Todas las opiniones esgrimidas sobre el asunto tienen algo de razón: que Uribe no quiere someterse a una gavilla que basa todo discurso en la crítica mordaz a su gestión y no tienen nada de propuestas; que los debates son unos circos montados por los medios de comunicación para subir el rating y vender más revistas y periódicos; que en la campaña de Uribe se respira arrogancia porque creen que su candidato es infalible; que un presidente no tiene nada que debatir con candidatos que no tienen ni el uno por ciento de apoyo en las encuestas, etcétera. Lo más cierto de todo es que se trata de una decisión incomprensible, porque si hay un candidato de verbo envolvente, de memoria prodigiosa, de dialéctica contundente, y conocedor de cada detalle, ése es el presidente Uribe.
Está claro que el presidente Uribe ha malacostumbrado a los medios por su excesiva disposición a las cámaras y los micrófonos, a la exposición mediática. Basta recordar que, durante la campaña por el referendo, Uribe apareció hasta en el reality de televisión El Gran Hermano, y luego se sometió a una maratón de siete horas continuas, de once de la noche a seis de la mañana, explicando las bondades y defectos del TLC en vivo y en directo. Los largos consejos comunales de los sábados, trasmitidos en vivo y al mejor estilo de un debate donde hasta el más humilde asistente puede intervenir, son otra muestra de su excesiva exposición a los medios.
Luego, parecería obvio que el presidente de la República estaría más que dispuesto a someterse a debate con cualquier candidato, contra todos juntos de ser necesario, y por eso ha sorprendido su reticencia a hacerlo.
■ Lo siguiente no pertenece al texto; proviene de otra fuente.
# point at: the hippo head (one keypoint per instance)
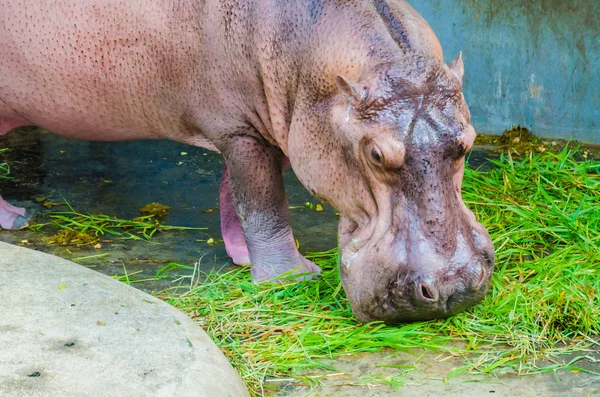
(409, 247)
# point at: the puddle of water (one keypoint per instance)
(118, 178)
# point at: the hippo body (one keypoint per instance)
(354, 93)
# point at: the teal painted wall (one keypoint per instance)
(529, 62)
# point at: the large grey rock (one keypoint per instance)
(66, 330)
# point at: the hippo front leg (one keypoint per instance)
(259, 199)
(12, 217)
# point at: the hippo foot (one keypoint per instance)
(299, 271)
(238, 253)
(12, 217)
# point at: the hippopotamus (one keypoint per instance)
(354, 95)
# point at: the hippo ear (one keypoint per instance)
(352, 92)
(458, 67)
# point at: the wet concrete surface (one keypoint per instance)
(423, 373)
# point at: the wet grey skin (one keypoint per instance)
(354, 94)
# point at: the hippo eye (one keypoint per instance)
(376, 155)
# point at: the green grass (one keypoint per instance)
(97, 225)
(4, 167)
(543, 213)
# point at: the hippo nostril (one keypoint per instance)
(428, 293)
(481, 281)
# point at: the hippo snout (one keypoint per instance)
(425, 296)
(418, 288)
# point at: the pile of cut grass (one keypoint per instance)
(543, 213)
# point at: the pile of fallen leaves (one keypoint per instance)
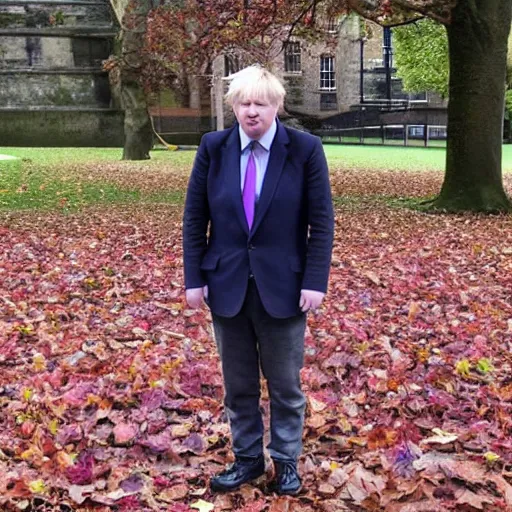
(110, 387)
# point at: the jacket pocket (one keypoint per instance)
(210, 262)
(296, 264)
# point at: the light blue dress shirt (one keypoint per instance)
(261, 156)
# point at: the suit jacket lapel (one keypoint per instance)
(231, 166)
(277, 158)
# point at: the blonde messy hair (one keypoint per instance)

En gracia de discusión, hay que admitir varias cosas. Los debates sí tienen la finalidad de aumentar el rating: no son un favor que se hace a la democracia porque sí, y no hay razón válida para que un presidente en ejercicio se someta al pequeño circo que quiera montar cada medio. Sería más altruista que los grandes medios conformen un pool para realizar dos o tres debates en horarios Triple A con los principales candidatos, incluido el presidente, pero no con todos.
Ese es otro aspecto por considerar. Hay que recordar que el referendo de 2003 se hundió por no superar el umbral. En la reciente votación para el Congreso, bajo la nueva ley electoral, varios partidos se quedaron sin representación y perdieron la personería jurídica por el mismo tema del umbral, y si este mecanismo es tan importante en nuestra democracia, los candidatos de esos partidos no deberían seguir en la contienda, o por lo menos no deberían estar en un debate creyéndose con especial derecho de atacar con argucias a un candidato en particular, el presidente, que por razones de dignidad tendría que morderse la lengua.
Esos candidatos, como si fuera poco no pasar el umbral, no tienen ni el uno por ciento de respaldo en las encuestas. De manera que en los debates con el presidente no deben participar candidatos como Antanas Mockus, Alvaro Leyva (el candidato de las Farc), Enrique Parejo, y mucho menos esos desconocidos que se lanzan porque el ambiguo concepto de pluralidad se lo permite. En las actuales circunstancias sólo dos candidatos están en posición de debatir con el presidente: el liberal Horacio Serpa y el comunista Carlos Gaviria. Los demás no tienen velas en el entierro.
Finalmente, hay que decir que el debate entre candidatos no es indispensable, pero sí permite hacer útiles comparaciones. Hace cuatro años Uribe volvió ropa de trabajo a sus contradictores, y hoy, con realizaciones para mostrar, no hay nada que haga pensar que las cosas sean distintas. De hecho, los debates programados sin Uribe van a demostrar dos cosas: que una telenovela sin galán no tiene rating y que los candidatos en disputa no tienen nada que decir y nada que ofrecer al país, salvo confusas ideas contra el TLC, críticas muy simplistas contra la política de seguridad del Gobierno y el manido estribillo de la pobreza, que no sienta bien a unos plutócratas que toda la vida han comido muy bien, del bolsillo del pueblo.